Another important strength is the detailed brand-specific dietary survey, which enabled a very accurate and diet group-oriented price survey.
Our price survey conducted in different supermarkets should provide a representation of food prices as comprehensive as possible. A limitation of our method is the short time span of the survey, which does not capture seasonal effects, e.g., for the price of vegetables and fruit. In addition, the survey of all 2,866 food items recorded in the food logs was not feasible within the framework of this project. However, the present approach is a proven method for calculating food costs [8, 27]. Moreover, due to the covid pandemic and the resulting lockdown measures, a price survey was only possible online. A price survey in stationary retail might have led to slightly different total daily food costs. However, this is a random error that affects all diet groups equally. The effect of food price differences on total costs was excluded in this evaluation, as minimum prices were used.

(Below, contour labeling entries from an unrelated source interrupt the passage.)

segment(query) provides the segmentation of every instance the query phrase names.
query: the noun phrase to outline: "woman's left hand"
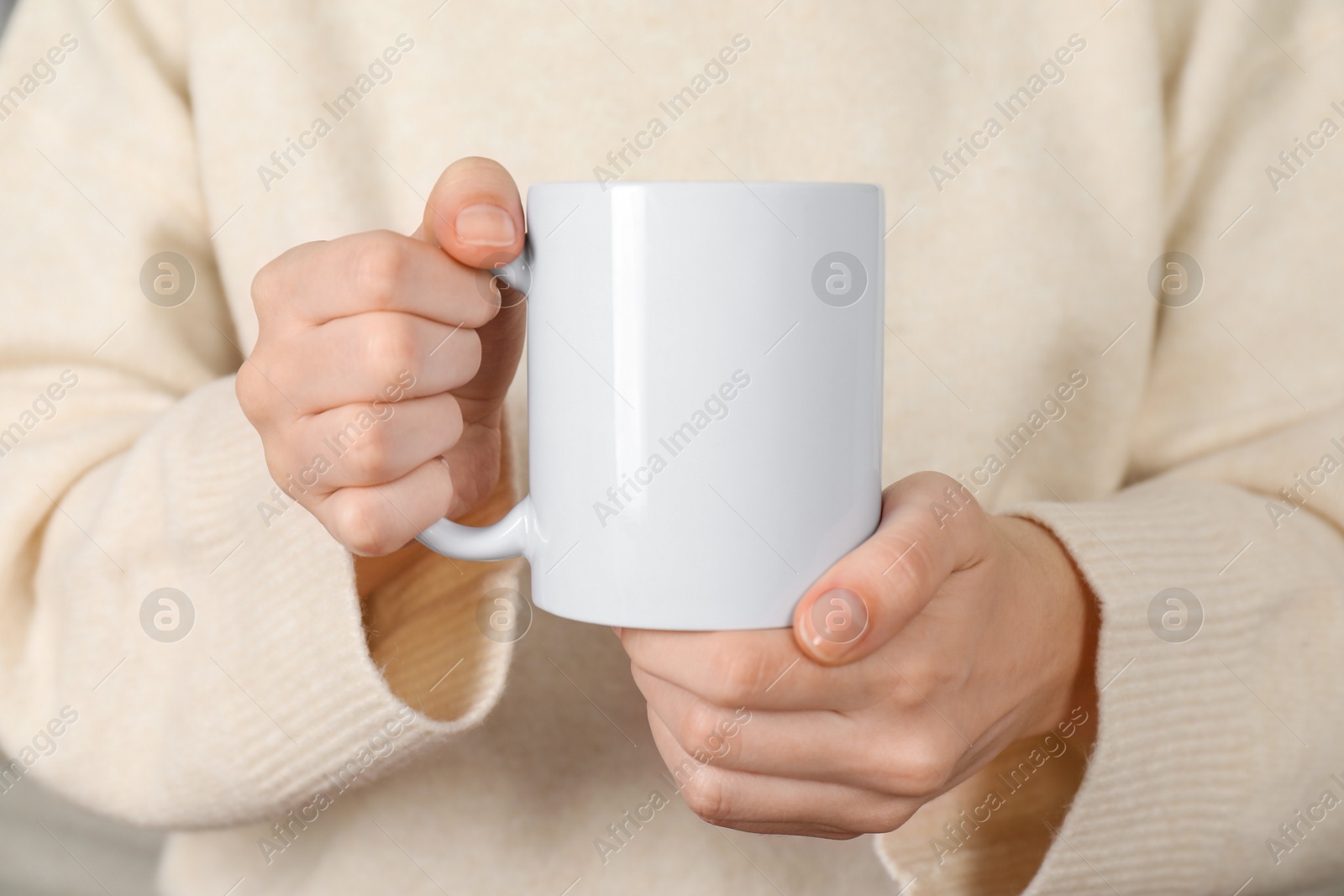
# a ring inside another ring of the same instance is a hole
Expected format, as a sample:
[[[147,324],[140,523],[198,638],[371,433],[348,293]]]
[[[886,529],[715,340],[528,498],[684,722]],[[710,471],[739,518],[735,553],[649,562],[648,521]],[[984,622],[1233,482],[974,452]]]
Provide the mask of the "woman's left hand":
[[[618,634],[698,815],[849,838],[899,827],[1087,705],[1095,617],[1044,528],[918,473],[886,490],[878,531],[808,590],[792,630]]]

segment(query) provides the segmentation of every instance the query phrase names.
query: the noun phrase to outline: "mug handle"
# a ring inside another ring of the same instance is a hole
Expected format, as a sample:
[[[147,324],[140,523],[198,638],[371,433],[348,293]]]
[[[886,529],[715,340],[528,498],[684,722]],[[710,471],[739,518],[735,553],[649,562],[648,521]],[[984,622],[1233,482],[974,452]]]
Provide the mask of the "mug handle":
[[[526,238],[523,251],[507,265],[496,265],[496,277],[505,286],[527,296],[532,289],[532,240]],[[435,553],[458,560],[504,560],[527,556],[535,539],[536,514],[531,496],[524,496],[504,519],[493,525],[462,525],[442,519],[415,536]]]

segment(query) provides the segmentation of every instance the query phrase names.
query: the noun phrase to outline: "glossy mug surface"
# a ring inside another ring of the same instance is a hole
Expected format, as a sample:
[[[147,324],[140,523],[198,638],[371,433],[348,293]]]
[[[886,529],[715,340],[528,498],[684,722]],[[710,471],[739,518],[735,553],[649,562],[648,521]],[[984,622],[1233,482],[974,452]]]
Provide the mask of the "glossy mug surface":
[[[526,556],[570,619],[790,625],[878,524],[883,207],[871,184],[532,187],[501,270],[527,294],[531,493],[419,540]]]

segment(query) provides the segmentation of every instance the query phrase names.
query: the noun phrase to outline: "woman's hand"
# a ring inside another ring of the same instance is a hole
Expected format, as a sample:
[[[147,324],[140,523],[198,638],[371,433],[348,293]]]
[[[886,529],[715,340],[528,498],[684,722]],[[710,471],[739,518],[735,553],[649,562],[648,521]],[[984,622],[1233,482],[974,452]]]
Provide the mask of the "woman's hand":
[[[1054,536],[937,473],[883,497],[878,531],[808,590],[792,631],[618,633],[706,821],[894,830],[1093,703],[1095,600]]]
[[[306,243],[257,274],[238,400],[280,488],[352,552],[388,553],[500,481],[523,305],[488,271],[521,249],[513,179],[462,159],[414,235]]]

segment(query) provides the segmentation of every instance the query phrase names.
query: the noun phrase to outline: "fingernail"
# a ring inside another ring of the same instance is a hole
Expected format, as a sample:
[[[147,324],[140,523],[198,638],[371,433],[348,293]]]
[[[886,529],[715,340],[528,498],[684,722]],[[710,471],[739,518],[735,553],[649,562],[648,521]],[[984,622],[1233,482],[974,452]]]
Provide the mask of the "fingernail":
[[[457,212],[457,238],[468,246],[512,246],[513,216],[499,206],[480,203]]]
[[[831,588],[802,617],[804,638],[824,660],[840,660],[868,629],[868,604],[849,588]]]

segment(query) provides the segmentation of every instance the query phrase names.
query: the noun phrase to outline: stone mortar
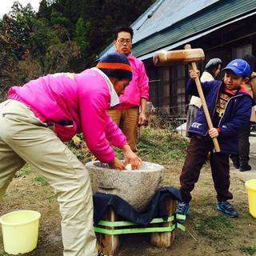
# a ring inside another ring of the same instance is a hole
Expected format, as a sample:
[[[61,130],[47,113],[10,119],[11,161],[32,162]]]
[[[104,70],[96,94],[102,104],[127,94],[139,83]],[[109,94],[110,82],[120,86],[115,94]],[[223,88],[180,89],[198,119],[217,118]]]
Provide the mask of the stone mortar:
[[[164,167],[144,162],[138,170],[110,169],[98,161],[86,163],[94,193],[116,194],[138,211],[142,211],[155,192],[162,186]]]

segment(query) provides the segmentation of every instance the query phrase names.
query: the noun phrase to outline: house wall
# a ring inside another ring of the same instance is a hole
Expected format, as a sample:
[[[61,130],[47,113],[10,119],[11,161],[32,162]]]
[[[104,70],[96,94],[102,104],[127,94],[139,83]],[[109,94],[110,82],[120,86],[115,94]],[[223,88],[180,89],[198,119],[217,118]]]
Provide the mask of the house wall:
[[[220,58],[222,66],[225,66],[234,58],[243,58],[247,54],[256,55],[256,17],[237,22],[190,43],[193,48],[200,47],[205,51],[205,61],[198,64],[201,72],[212,58]],[[188,66],[155,67],[152,58],[144,62],[150,81],[150,101],[153,105],[159,107],[165,114],[175,118],[185,117],[189,102],[185,89]]]

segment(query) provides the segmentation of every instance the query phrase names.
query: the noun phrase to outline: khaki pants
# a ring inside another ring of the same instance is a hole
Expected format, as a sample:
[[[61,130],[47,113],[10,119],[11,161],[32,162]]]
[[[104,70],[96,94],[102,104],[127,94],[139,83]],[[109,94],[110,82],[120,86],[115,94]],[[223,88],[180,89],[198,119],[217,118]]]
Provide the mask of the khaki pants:
[[[65,256],[95,256],[93,202],[86,168],[24,104],[0,104],[0,196],[28,162],[55,190]]]
[[[138,108],[110,110],[108,114],[126,135],[131,150],[137,152]]]

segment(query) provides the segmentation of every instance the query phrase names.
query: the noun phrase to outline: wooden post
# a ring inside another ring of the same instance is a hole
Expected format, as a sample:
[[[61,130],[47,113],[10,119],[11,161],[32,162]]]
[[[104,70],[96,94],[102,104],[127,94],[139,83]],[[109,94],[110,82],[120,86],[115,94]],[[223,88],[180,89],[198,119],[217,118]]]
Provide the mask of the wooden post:
[[[168,197],[165,200],[165,205],[167,210],[169,216],[172,216],[175,211],[176,203],[170,197]],[[171,226],[174,223],[172,222],[164,222],[160,223],[161,226]],[[152,233],[150,242],[153,245],[157,247],[171,247],[174,242],[174,230],[172,232],[159,232]]]
[[[111,207],[109,207],[106,210],[104,220],[109,222],[115,222],[117,220],[117,215]],[[109,227],[108,229],[114,230],[114,227]],[[97,240],[99,250],[104,255],[114,256],[117,252],[119,246],[118,235],[97,234]]]

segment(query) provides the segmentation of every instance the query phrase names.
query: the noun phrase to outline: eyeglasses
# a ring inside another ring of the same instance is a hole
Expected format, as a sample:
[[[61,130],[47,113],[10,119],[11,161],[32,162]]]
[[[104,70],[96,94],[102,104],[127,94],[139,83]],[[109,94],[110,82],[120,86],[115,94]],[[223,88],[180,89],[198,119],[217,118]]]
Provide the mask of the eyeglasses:
[[[125,43],[130,43],[131,40],[130,39],[126,39],[126,38],[120,38],[118,39],[117,42],[118,42],[119,43],[122,43],[122,45],[124,45]]]

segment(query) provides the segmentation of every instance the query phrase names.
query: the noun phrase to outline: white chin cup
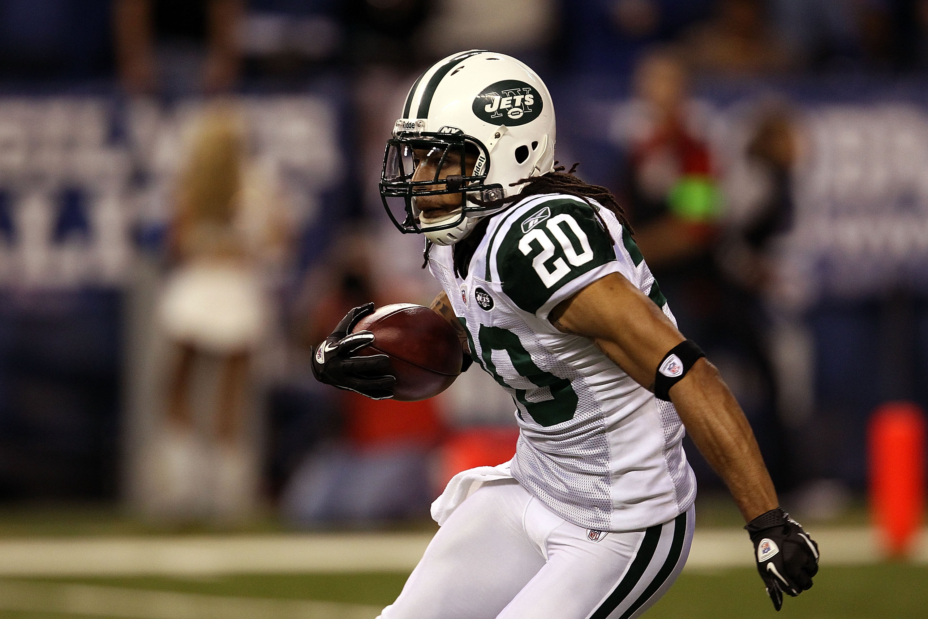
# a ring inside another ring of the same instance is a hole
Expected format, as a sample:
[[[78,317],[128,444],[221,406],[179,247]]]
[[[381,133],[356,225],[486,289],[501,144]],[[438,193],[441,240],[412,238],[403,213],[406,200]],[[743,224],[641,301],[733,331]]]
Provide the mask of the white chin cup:
[[[434,219],[426,223],[422,221],[422,215],[419,213],[419,221],[422,228],[422,233],[425,234],[425,238],[432,243],[435,245],[454,245],[458,240],[466,237],[471,229],[473,229],[473,226],[477,225],[478,221],[480,221],[479,217],[464,217],[461,219],[460,223],[458,224],[458,226],[444,228],[442,230],[430,230],[429,228],[446,226],[456,219],[458,219],[460,216],[460,212],[458,212],[451,213],[447,217]]]

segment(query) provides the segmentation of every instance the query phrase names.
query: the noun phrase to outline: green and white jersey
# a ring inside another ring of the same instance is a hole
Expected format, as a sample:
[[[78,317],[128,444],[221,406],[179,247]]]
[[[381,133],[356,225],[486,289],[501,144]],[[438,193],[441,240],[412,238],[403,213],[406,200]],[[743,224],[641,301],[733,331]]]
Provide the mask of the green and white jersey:
[[[466,279],[455,276],[452,247],[433,247],[429,268],[467,329],[474,360],[515,402],[513,477],[588,529],[644,529],[690,508],[696,480],[673,405],[590,339],[548,322],[558,303],[610,273],[674,320],[614,214],[600,208],[598,216],[573,196],[530,196],[490,220]]]

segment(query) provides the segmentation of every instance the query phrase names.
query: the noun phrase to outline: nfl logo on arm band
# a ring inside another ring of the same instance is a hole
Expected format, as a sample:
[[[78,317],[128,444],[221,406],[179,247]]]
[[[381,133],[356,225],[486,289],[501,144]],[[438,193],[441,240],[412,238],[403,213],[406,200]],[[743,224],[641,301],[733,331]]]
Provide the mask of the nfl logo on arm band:
[[[701,356],[705,356],[705,353],[692,340],[681,342],[667,351],[654,376],[654,397],[670,402],[670,388],[687,375]]]

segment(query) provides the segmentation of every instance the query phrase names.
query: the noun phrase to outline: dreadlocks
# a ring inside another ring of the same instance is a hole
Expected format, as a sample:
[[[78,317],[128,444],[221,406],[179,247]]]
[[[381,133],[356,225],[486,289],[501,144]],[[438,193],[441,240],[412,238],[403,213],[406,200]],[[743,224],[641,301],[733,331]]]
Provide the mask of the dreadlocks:
[[[522,190],[515,195],[492,201],[483,201],[478,199],[470,200],[481,206],[496,208],[513,204],[526,196],[535,196],[543,193],[562,193],[567,194],[568,196],[580,198],[592,206],[594,211],[598,211],[597,207],[589,201],[590,200],[595,200],[603,207],[612,211],[618,218],[622,226],[627,228],[629,233],[631,233],[632,228],[628,224],[628,218],[625,217],[625,212],[622,210],[621,206],[619,206],[619,203],[615,200],[615,196],[612,195],[612,191],[604,187],[585,183],[580,180],[580,178],[574,175],[574,173],[576,171],[579,163],[574,163],[566,173],[564,172],[564,166],[558,165],[558,161],[555,161],[554,164],[557,166],[554,168],[554,172],[549,172],[547,174],[542,174],[541,176],[522,178],[515,183],[510,183],[509,187],[522,185],[523,183],[525,184]],[[500,213],[502,213],[502,211]],[[489,215],[482,219],[470,234],[458,243],[455,243],[455,275],[458,277],[461,278],[467,277],[468,264],[470,264],[470,258],[473,257],[473,252],[477,251],[477,246],[480,245],[480,241],[483,239],[483,235],[486,234],[486,226],[490,225],[490,219],[494,215]],[[597,214],[597,216],[599,216],[599,214]],[[603,224],[603,227],[606,227],[605,224]],[[424,254],[425,263],[423,263],[422,268],[425,268],[426,264],[428,263],[430,249],[431,244],[427,242]]]

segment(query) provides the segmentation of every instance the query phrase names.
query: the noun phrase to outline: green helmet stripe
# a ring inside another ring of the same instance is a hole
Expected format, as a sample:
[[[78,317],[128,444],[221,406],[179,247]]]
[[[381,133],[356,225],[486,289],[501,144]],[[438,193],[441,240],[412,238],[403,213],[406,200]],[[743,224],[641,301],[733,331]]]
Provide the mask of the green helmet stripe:
[[[445,78],[445,76],[448,74],[448,71],[454,69],[456,64],[464,58],[469,58],[471,56],[476,56],[477,54],[483,54],[485,51],[485,49],[471,49],[468,52],[461,52],[439,67],[438,71],[432,73],[432,77],[429,78],[429,83],[425,84],[425,90],[422,91],[422,97],[419,100],[419,111],[416,113],[416,118],[429,118],[429,108],[432,106],[432,97],[435,94],[435,89],[438,88],[438,84]],[[415,90],[415,86],[413,87],[413,90]],[[409,95],[407,105],[411,102],[412,93]],[[409,117],[406,116],[406,118]]]
[[[409,110],[412,108],[412,97],[416,94],[416,89],[419,88],[419,83],[422,81],[422,78],[425,77],[425,74],[428,72],[429,70],[426,69],[422,71],[421,75],[416,78],[416,84],[412,84],[412,88],[409,89],[409,94],[406,95],[406,107],[403,108],[403,116],[401,116],[401,118],[409,118]]]

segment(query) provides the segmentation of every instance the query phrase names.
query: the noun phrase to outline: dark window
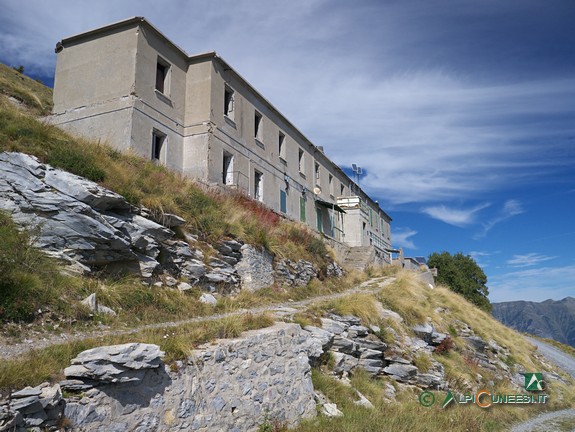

A further limitation is the lack of representativity of the study sample. The high SES of most participating VeChi Youth Study families are consistent with the known sociodemographic characteristics of vegetarians and vegans . Although statistical models were adjusted for self-reported SES, some residual confounding cannot be excluded and the limited generalisability of the results must be kept in mind when interpreting them.
Last but not least, it should be mentioned, that we only assessed direct food costs, but did not consider further cost associated with nutrition, e.g. costs for purchase, storage or preparation.